The Third Department, in a full-fledged opinion by Justice Garry, over a two-justice dissenting opinion, determined the Office of Children and Family Services (OCFS) did not exceed its authority when creating the Host Family Home program for temporary placement of children and families. The appellants argued the Host Family Home program was essentially a foster care program without the legislative foster-care safeguards:
The subject regulations established the Host Family Home program (see 18 NYCRR 444.1), which aims to provide “supportive services . . . to children and their families . . . for the purpose of: assisting a family in need of day-to-day community-based supports by peers, arranging for parents and children to be temporarily cared for together in a host family home, and/or temporarily supporting a family when a parent has determined that he/she is temporarily unable to care for their child . . . as a way to avert the need for more formal child welfare intervention” … . * * *
Petitioners’ argument that OCFS exceeded its authority when it created the Host Family Home program is unpersuasive. “Administrative agencies have all the powers expressly delegated to them by the Legislature, and are permitted to adopt regulations that go beyond the text of their enabling legislation, so long as those regulations are consistent with the statutory language and underlying purpose” … . “While an administrative agency may not, in the exercise of rule-making authority, engage in broad-based public policy determinations, the cornerstone of administrative law is the principle that the Legislature may declare its will, and after fixing a primary standard, endow administrative agencies with the power to fill in the interstices in the legislative product by prescribing rules and regulations consistent with the enabling legislation” … . * * *
On balance, the Boreali factors [Boreali v Axelrod, 71 NY2d 1] lead us to the conclusion that the Host Family Home program regulations are a valid exercise of OCFS’s rulemaking authority, bringing an end to our inquiry.
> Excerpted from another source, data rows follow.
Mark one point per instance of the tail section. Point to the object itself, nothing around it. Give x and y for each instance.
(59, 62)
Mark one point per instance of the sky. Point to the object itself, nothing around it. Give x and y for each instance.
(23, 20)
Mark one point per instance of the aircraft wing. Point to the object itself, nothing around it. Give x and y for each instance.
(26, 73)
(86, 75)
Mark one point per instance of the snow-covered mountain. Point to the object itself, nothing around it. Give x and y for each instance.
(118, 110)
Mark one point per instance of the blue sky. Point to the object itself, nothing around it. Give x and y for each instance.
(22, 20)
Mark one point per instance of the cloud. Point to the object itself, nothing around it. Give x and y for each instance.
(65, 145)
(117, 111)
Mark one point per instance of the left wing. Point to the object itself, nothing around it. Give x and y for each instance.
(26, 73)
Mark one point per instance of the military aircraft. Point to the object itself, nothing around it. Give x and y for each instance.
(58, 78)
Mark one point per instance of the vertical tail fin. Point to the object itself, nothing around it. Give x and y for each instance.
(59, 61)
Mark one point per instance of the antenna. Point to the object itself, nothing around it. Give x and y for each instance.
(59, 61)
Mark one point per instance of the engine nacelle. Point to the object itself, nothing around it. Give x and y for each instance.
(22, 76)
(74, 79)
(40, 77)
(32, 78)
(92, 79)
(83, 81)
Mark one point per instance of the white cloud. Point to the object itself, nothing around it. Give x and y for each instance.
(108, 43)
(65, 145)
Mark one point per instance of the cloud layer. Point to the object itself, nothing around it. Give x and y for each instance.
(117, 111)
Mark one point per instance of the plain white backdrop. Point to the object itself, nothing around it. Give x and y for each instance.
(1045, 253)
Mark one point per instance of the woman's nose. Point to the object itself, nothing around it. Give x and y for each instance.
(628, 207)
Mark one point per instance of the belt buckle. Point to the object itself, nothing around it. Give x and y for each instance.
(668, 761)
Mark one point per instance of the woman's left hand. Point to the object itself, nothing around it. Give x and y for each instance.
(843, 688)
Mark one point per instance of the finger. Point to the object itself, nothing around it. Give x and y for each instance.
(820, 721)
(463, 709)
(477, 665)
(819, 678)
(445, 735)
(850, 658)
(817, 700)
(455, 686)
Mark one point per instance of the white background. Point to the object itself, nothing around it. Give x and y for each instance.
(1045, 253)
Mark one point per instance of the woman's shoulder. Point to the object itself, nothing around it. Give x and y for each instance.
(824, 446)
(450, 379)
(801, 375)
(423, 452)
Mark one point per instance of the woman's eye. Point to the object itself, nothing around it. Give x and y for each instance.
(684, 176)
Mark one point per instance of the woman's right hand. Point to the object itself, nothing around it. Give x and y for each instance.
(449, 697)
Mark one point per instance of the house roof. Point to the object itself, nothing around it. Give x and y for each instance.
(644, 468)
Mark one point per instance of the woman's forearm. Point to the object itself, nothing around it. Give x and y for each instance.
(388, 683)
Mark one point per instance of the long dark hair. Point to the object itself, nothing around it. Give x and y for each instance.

We emphasize that “[o]ur role in this regard is not to question the efficacy or wisdom of the means chosen by the agency to accomplish the ends identified by the [L]egislature” … . As we have also found that the regulations are consistent with the governing statutory language and its purpose, we affirm. Matter of Lawyers for Children v New York State Off. of Children & Family Servs., 2025 NY Slip Op 02115, Third Dept 4-10-25
Practice Point: Consult this opinion for an in-depth analysis of the authority of an agency to promulgate regulations.